SHERIDAN — When it comes to camping, there’s adventure awaiting everyone.
Whether you plan to stay in a campground with all the amenities, in a camper or tent on a dispersed campsite, or if you’re backpacking in to the Cloud Peak Wilderness, the perfect site is out there. Your first step to the perfect summer adventure will be to find it — and it’s likely you’ll find it somewhere in the 1.1 million acres of national forest land in the Bighorn Mountains. The Bighorns boast multiple reservoirs, 30 campgrounds, four group campgrounds, three scenic byways, 10 picnic areas, eight lodges, many miles of streams, 189,000 acres of Wilderness and 1,200 miles of trails.
“If you don’t know where to look, contact someone with the right knowledge, and they will help point you in the right direction,” said Nick Flores, owner of Bighorn Mountain Guides, whose guides are permitted to lead various climbing, hiking, and mountaineering expeditions within the Bighorn Mountains.
Bighorn National Forest Recreation Staff Officer Dave McKee said that the benefits of camping in a campground primarily include the amenities, like restrooms, trash dumping and the ability to plan with certainty.
“When you reserve the site prior to arriving, you know you will have your site and where it is, so you would not have to worry about contingencies,” McKee said.
Campground sites in the Bighorns must be reserved in advance and cost around $20 per night. There are campground regulations in places designed to preserve the experience for others, including quiet hours after 10 p.m. and a rule requiring all dogs on leashes within the campgrounds.
When it comes to dispersed camping, people may find a favorite spot to return to, or enjoy a secluded area that offers a wilderness feel.
“Even in a dispersed campsite, you should be considerate of your neighbors, because they may be relatively close if not in the immediate vicinity,” McKee said. “You want to practice safety with your campfire, and not leave it unattended, and you want to make sure you maintain a clean campground with all your food and all your drinks contained.”
Users do not have to pay for dispersed camping, though they will need to bring their own water and haul out their trash, McKee said.
“We try to provide a different range of experiences, from the most solitude in the wilderness with the least human intervention, to campgrounds with amenities and everything in between,” McKee said. “I myself have gone from backpacking with only a small tent to a bigger tent, to an even bigger tent with room for a cot as I’ve gotten older. We want to provide a unique experience for all the different users.”
Flores said he considers each individual client’s needs when planning his guided trips.
“If a group has a lot of kids, they might want a site at a campground with all the amenities like access to a bathroom and water,” Flores said. “That group would go up with us for a day adventure, for example.

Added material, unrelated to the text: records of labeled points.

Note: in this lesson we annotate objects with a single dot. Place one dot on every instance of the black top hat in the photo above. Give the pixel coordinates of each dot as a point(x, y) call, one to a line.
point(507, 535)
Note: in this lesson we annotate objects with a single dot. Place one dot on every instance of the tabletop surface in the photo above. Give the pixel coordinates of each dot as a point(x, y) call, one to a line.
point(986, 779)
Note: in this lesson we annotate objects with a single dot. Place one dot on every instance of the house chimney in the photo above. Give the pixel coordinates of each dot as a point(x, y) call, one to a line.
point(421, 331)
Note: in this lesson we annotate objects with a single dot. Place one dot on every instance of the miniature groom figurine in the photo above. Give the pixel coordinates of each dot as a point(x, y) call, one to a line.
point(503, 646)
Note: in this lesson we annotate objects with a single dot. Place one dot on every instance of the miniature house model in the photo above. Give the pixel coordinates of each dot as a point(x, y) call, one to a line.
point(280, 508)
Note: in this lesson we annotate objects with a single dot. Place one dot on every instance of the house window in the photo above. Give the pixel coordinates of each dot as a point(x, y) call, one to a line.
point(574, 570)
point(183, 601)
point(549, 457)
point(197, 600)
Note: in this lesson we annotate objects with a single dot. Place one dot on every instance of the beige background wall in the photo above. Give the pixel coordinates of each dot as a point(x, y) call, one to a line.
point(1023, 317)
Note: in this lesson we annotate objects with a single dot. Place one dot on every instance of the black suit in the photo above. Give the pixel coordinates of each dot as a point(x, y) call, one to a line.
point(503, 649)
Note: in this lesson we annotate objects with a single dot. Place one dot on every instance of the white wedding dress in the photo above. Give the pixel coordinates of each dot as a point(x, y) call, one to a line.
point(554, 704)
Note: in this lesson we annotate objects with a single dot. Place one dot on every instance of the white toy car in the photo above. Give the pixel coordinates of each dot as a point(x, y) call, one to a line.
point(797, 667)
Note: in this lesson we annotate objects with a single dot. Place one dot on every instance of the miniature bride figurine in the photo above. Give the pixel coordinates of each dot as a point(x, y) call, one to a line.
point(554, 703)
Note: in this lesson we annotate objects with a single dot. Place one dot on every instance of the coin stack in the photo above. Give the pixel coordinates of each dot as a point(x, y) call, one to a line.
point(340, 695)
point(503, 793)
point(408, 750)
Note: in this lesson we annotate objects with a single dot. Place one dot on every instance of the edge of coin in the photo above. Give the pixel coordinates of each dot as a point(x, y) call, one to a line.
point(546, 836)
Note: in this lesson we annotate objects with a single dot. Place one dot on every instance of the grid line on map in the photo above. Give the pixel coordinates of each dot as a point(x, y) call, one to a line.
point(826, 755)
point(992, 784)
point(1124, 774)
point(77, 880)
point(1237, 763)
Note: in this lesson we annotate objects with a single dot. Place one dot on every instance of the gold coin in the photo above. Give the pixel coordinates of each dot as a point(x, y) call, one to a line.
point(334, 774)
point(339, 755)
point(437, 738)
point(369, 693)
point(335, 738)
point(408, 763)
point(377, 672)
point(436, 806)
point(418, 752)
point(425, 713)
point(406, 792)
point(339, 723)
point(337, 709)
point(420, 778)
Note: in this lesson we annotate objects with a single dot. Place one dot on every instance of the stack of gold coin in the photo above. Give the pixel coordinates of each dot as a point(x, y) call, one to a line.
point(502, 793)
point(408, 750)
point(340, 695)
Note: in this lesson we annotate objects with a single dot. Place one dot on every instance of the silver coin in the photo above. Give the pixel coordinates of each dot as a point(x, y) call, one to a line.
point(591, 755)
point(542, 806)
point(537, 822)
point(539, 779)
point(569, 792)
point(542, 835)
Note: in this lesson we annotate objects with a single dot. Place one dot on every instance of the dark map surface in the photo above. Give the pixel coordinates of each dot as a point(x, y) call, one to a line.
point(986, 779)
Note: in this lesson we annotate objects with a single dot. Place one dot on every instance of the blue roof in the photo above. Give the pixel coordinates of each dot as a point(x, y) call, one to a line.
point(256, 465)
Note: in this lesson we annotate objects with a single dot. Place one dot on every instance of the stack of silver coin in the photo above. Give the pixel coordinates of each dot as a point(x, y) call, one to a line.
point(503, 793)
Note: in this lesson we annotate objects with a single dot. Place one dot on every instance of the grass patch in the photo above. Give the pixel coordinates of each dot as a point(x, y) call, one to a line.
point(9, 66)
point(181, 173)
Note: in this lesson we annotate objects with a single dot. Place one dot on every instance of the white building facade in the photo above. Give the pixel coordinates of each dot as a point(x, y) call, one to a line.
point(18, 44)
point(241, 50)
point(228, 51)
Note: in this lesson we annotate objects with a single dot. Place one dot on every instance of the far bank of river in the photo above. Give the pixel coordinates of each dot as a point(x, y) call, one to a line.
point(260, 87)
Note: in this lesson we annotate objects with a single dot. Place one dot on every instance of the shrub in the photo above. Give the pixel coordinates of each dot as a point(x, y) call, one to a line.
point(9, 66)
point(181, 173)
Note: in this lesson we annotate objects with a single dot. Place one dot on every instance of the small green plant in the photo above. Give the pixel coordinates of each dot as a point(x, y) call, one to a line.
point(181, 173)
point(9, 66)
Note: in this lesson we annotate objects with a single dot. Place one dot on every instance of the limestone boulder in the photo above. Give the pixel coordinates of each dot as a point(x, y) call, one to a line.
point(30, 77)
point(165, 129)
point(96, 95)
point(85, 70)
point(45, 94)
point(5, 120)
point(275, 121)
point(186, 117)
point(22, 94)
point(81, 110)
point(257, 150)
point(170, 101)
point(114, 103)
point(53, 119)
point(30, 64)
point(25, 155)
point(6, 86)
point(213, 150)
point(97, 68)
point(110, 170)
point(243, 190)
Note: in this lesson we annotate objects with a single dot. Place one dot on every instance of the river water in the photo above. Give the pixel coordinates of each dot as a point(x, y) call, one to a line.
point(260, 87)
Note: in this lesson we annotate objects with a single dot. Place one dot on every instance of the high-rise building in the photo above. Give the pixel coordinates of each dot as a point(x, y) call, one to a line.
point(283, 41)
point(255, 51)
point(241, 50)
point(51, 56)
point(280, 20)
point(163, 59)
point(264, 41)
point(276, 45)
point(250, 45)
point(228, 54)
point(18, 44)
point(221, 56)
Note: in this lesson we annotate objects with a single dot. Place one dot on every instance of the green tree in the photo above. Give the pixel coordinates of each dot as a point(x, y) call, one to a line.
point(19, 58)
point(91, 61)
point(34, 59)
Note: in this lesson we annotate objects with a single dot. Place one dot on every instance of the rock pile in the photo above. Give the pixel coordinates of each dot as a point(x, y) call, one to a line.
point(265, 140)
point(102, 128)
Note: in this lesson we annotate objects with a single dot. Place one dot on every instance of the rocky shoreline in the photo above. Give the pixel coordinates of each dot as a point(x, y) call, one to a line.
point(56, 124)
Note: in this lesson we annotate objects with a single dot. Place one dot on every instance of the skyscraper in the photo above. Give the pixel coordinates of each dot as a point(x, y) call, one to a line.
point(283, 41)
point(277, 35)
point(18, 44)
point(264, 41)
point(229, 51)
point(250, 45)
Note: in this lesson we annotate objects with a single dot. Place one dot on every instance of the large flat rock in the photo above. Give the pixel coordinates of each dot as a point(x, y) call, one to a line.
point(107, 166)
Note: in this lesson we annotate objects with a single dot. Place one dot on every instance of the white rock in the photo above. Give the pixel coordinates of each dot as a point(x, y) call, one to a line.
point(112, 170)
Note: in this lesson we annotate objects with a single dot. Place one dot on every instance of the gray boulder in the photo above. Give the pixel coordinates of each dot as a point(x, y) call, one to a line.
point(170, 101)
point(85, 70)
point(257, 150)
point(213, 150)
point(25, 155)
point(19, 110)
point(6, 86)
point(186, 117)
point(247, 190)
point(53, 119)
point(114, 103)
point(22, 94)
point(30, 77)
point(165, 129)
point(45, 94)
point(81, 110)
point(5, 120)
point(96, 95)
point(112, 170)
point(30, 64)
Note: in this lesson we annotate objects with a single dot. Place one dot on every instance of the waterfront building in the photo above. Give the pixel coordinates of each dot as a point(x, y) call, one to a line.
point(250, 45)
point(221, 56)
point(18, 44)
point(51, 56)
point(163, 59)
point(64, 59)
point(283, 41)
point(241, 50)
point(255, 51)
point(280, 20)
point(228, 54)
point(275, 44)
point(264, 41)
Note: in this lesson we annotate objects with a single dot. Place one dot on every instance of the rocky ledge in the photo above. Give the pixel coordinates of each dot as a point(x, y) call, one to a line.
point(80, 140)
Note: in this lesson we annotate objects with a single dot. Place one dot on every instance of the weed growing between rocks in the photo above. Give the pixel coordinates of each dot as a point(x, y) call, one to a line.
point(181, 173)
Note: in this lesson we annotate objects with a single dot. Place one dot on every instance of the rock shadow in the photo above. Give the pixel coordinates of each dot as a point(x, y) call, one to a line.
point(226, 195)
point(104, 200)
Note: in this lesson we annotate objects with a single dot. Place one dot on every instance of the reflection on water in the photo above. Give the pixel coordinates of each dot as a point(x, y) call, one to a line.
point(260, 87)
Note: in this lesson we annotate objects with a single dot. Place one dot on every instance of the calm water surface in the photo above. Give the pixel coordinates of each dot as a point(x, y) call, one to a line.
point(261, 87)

“But there are a lot of people, especially climbers, that want the free dispersed camping, which is usually in a little bit more of a remote setting where you can do your own thing. If you’re doing backcountry stuff, you don’t have to worry about seeing other people,” Flores said.
He also said, though, that when backpacking or using dispersed campsites, users must be prepared. Campers should be familiar with the fire regulations, have enough water and must be ready for an adventure—which could include packing out your own waste, but, for some, it’s worth it.
“I absolutely love dispersed camping. I’m originally from Minnesota, and we didn’t have a lot of public lands at all. The only way we could camp was if we were in a campground. When I found out about dispersed camping, going out and finding your own campsite and backpacking in … there is something about the solitude of having your own campground that is true beauty to me.”
There are benefits to the campgrounds, of course, especially for new users and tourists, he added.
“We want all people to enjoy the forest, and we try to design the sort of trip to meet each individual’s needs,” Flores said.
And while he appreciates repeat customers, he wants everyone to learn something each and every trip.
“Ultimately, my goal is to give people the skill set to go out and find these adventures on their own,” he said.